Fabaceae, Erythrina crista-galli, Bucaré – Argentina, Paraguay, Uruguay, Brazil
National flower of Argentina. Nitrogen fixing. Click for Erythrina falcata, of Brazil.
The root is a taproot with nodules produced by nitrogen fixing bacteria. The bacteria live in symbiosis with the tree, facilitating the tree’s absorption of nitrogen in return for organic substances which the bacteria need. The tree’s trunk is woody with irregular, spiny branches. These branches form a layer without definite form[verification needed] and die after flowering.

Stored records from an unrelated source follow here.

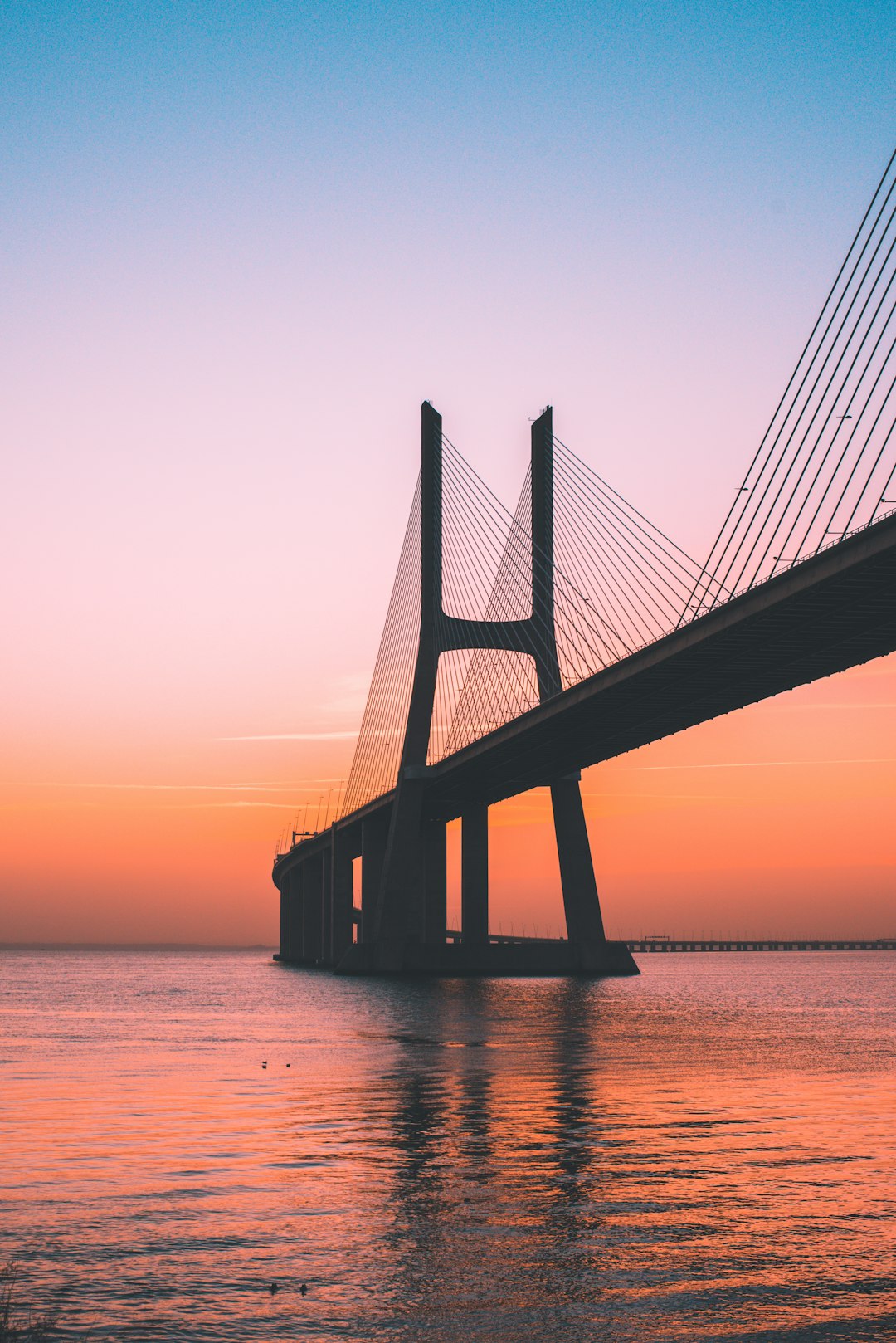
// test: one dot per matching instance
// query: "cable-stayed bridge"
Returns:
(523, 647)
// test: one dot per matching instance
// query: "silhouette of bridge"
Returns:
(522, 647)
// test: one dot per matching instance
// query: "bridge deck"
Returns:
(826, 614)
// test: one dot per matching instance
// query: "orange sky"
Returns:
(238, 256)
(777, 819)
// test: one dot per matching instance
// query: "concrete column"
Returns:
(581, 903)
(434, 882)
(296, 912)
(343, 897)
(327, 906)
(314, 947)
(475, 875)
(284, 917)
(373, 836)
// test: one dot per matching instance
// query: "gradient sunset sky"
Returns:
(242, 242)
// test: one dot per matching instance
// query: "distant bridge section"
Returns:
(522, 647)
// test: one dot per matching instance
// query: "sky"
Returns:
(241, 245)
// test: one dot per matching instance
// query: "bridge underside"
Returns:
(828, 614)
(833, 611)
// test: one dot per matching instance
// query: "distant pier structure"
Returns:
(523, 647)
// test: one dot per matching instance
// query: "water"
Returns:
(703, 1153)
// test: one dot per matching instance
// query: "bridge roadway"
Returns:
(828, 613)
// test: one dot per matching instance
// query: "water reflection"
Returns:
(704, 1153)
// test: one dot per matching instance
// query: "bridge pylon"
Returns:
(406, 928)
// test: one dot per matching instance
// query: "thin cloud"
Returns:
(757, 764)
(296, 736)
(829, 704)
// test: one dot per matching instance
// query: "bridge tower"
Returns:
(407, 928)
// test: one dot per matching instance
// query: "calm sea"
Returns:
(704, 1153)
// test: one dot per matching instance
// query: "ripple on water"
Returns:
(704, 1153)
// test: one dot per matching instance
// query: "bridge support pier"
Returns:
(475, 876)
(581, 900)
(373, 834)
(314, 910)
(342, 897)
(295, 897)
(434, 882)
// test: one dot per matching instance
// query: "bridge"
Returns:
(522, 647)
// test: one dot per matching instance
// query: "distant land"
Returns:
(132, 945)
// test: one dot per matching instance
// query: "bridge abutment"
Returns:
(475, 876)
(434, 882)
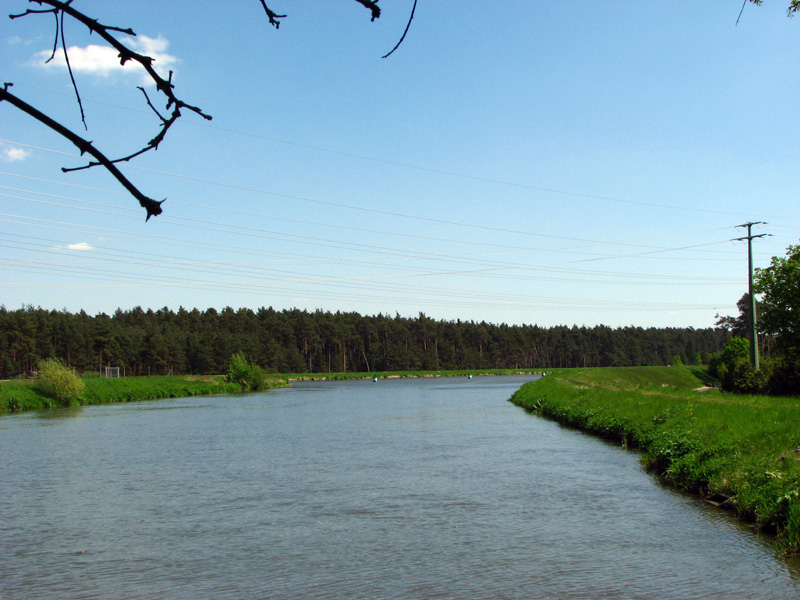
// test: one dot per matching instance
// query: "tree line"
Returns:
(164, 341)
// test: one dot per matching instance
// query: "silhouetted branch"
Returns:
(273, 18)
(62, 8)
(153, 207)
(411, 18)
(372, 6)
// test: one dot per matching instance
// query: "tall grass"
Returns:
(708, 442)
(25, 395)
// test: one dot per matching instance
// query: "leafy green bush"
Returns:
(59, 382)
(249, 375)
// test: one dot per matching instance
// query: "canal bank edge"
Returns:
(742, 451)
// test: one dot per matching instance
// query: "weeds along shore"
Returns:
(25, 395)
(16, 395)
(738, 451)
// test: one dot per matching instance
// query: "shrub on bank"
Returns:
(59, 382)
(248, 375)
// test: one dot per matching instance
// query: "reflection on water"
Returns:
(396, 489)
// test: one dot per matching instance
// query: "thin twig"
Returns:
(273, 18)
(413, 8)
(153, 207)
(71, 75)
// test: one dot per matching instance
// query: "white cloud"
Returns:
(13, 154)
(80, 247)
(104, 60)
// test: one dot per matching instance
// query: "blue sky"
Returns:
(521, 162)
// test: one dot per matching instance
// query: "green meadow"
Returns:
(25, 395)
(738, 450)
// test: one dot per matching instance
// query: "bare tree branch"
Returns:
(62, 8)
(397, 45)
(372, 6)
(153, 207)
(273, 18)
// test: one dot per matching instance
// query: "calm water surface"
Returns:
(397, 489)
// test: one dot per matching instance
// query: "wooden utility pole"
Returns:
(753, 319)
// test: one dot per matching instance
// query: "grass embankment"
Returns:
(746, 448)
(403, 374)
(23, 395)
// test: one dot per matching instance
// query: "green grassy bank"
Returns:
(23, 395)
(746, 448)
(403, 374)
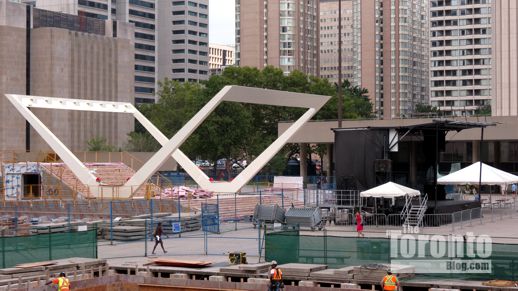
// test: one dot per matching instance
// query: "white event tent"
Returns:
(470, 175)
(390, 190)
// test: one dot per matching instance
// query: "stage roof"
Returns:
(440, 124)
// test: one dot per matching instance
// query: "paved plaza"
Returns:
(501, 226)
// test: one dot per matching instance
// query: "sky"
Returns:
(222, 21)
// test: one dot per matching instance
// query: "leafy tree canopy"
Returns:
(236, 130)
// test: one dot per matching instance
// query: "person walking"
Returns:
(359, 224)
(275, 277)
(62, 282)
(158, 238)
(390, 282)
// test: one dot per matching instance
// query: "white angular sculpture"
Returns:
(169, 146)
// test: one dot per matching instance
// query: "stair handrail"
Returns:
(406, 208)
(422, 209)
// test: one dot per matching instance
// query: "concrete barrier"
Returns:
(179, 276)
(260, 281)
(307, 284)
(217, 278)
(349, 286)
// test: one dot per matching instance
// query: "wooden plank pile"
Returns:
(296, 271)
(189, 222)
(36, 274)
(248, 269)
(375, 272)
(125, 233)
(179, 263)
(9, 223)
(49, 228)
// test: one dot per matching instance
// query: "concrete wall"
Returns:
(76, 65)
(12, 80)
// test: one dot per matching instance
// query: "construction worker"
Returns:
(390, 282)
(275, 277)
(62, 282)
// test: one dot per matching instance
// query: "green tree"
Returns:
(426, 108)
(237, 131)
(356, 103)
(483, 110)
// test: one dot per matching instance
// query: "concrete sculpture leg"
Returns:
(170, 146)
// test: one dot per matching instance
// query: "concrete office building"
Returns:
(460, 59)
(67, 56)
(505, 58)
(391, 47)
(183, 48)
(282, 34)
(220, 57)
(329, 40)
(142, 13)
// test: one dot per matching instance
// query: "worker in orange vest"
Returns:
(390, 282)
(62, 282)
(275, 277)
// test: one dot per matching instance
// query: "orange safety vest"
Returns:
(63, 284)
(277, 275)
(389, 282)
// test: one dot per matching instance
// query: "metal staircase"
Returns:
(414, 211)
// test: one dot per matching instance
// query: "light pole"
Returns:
(339, 93)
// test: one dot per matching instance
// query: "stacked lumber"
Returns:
(189, 222)
(297, 271)
(125, 233)
(179, 263)
(36, 274)
(248, 269)
(49, 228)
(10, 223)
(375, 272)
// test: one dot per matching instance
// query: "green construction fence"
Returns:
(44, 247)
(337, 252)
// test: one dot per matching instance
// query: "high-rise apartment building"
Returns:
(505, 58)
(53, 54)
(460, 59)
(329, 39)
(282, 34)
(183, 48)
(142, 13)
(220, 57)
(391, 47)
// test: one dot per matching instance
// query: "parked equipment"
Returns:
(268, 214)
(305, 217)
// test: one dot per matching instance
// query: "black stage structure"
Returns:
(408, 155)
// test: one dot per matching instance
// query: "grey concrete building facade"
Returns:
(329, 39)
(460, 56)
(69, 56)
(283, 34)
(505, 58)
(391, 47)
(183, 47)
(143, 15)
(220, 57)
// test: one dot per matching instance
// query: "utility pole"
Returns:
(339, 93)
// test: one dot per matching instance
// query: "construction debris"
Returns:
(300, 271)
(75, 268)
(180, 263)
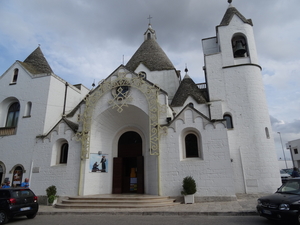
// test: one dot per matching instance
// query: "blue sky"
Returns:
(85, 41)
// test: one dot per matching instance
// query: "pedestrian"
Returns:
(25, 183)
(295, 172)
(6, 185)
(103, 165)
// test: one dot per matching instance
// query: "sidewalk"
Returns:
(245, 205)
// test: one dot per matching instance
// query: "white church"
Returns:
(146, 126)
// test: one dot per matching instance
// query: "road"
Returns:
(85, 219)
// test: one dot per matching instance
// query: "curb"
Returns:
(244, 213)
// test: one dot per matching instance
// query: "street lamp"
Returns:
(282, 149)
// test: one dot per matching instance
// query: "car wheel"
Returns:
(298, 219)
(3, 217)
(31, 216)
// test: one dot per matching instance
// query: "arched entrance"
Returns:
(17, 176)
(128, 167)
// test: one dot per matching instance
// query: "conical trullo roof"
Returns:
(152, 56)
(36, 63)
(231, 11)
(188, 88)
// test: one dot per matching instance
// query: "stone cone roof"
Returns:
(231, 11)
(188, 88)
(36, 63)
(152, 56)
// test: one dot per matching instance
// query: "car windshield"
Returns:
(22, 193)
(291, 187)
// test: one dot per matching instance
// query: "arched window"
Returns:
(239, 46)
(15, 77)
(267, 133)
(64, 153)
(191, 146)
(17, 176)
(143, 75)
(1, 173)
(13, 115)
(228, 119)
(28, 109)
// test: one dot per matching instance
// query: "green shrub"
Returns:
(189, 186)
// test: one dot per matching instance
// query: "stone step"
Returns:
(115, 201)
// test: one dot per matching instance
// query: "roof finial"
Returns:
(149, 18)
(186, 70)
(93, 84)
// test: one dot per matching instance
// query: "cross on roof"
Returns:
(149, 18)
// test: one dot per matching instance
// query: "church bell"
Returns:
(239, 49)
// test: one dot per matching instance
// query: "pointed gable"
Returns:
(231, 11)
(36, 63)
(188, 88)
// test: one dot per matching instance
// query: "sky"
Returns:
(86, 40)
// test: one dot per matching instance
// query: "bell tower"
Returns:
(236, 91)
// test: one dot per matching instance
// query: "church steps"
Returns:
(80, 202)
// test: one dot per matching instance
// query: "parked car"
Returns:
(284, 204)
(15, 202)
(284, 176)
(288, 171)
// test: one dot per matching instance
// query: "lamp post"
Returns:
(282, 149)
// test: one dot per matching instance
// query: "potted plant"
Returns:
(189, 189)
(51, 194)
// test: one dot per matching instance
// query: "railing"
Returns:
(201, 85)
(5, 131)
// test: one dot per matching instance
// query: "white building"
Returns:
(153, 127)
(294, 147)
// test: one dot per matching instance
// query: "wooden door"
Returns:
(117, 175)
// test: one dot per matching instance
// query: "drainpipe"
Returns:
(81, 170)
(65, 99)
(159, 175)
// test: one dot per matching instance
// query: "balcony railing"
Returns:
(5, 131)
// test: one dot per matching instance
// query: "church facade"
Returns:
(145, 127)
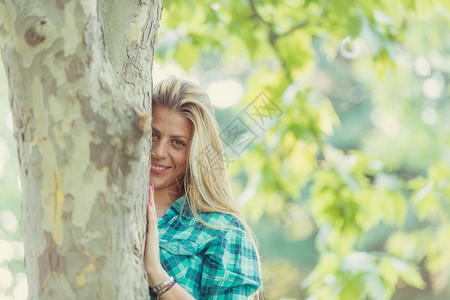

The tree flowers in the summer, from October to April in their native South America and from April to October in the northern hemisphere. It Usually blooms from November to February The red flower, arranged in inflorescences of the raceme type, is pentameric, complete, and of bilateral symmetry. Its calyx is gamosepalous, like a little red thimble. The corolla, like that of other legumes like common beans, is butterfly-shaped; however, the largest petal, called the “standard”, is arranged in the lower part. The two of the petals called “wings” are so small that they are practically hidden within the calyx. The remaining two petals partially fuse together on occasion and form the flower’s keel or “carina”; this protects its reproductive organs. The androecium consists of ten stamens, one free and nine united by their filaments (gynostemial androecium). The unicarpel gynoecium is welded between the stamens like a knife in its sheath.
The flowers are rich in nectar and get visited by insects, which usually have to crawl underneath the carina and thus pollinate the flowers.
The tree’s fruit is monocarpic and dry, of the legume type, and no more than a few centimeters in length. The chestnut-brown seeds are cylindrical in form and are arranged sparsely throughout the seedpod’s interior. The seed germ contains hypogeous cotyledons – the seeds stay underground upon germination.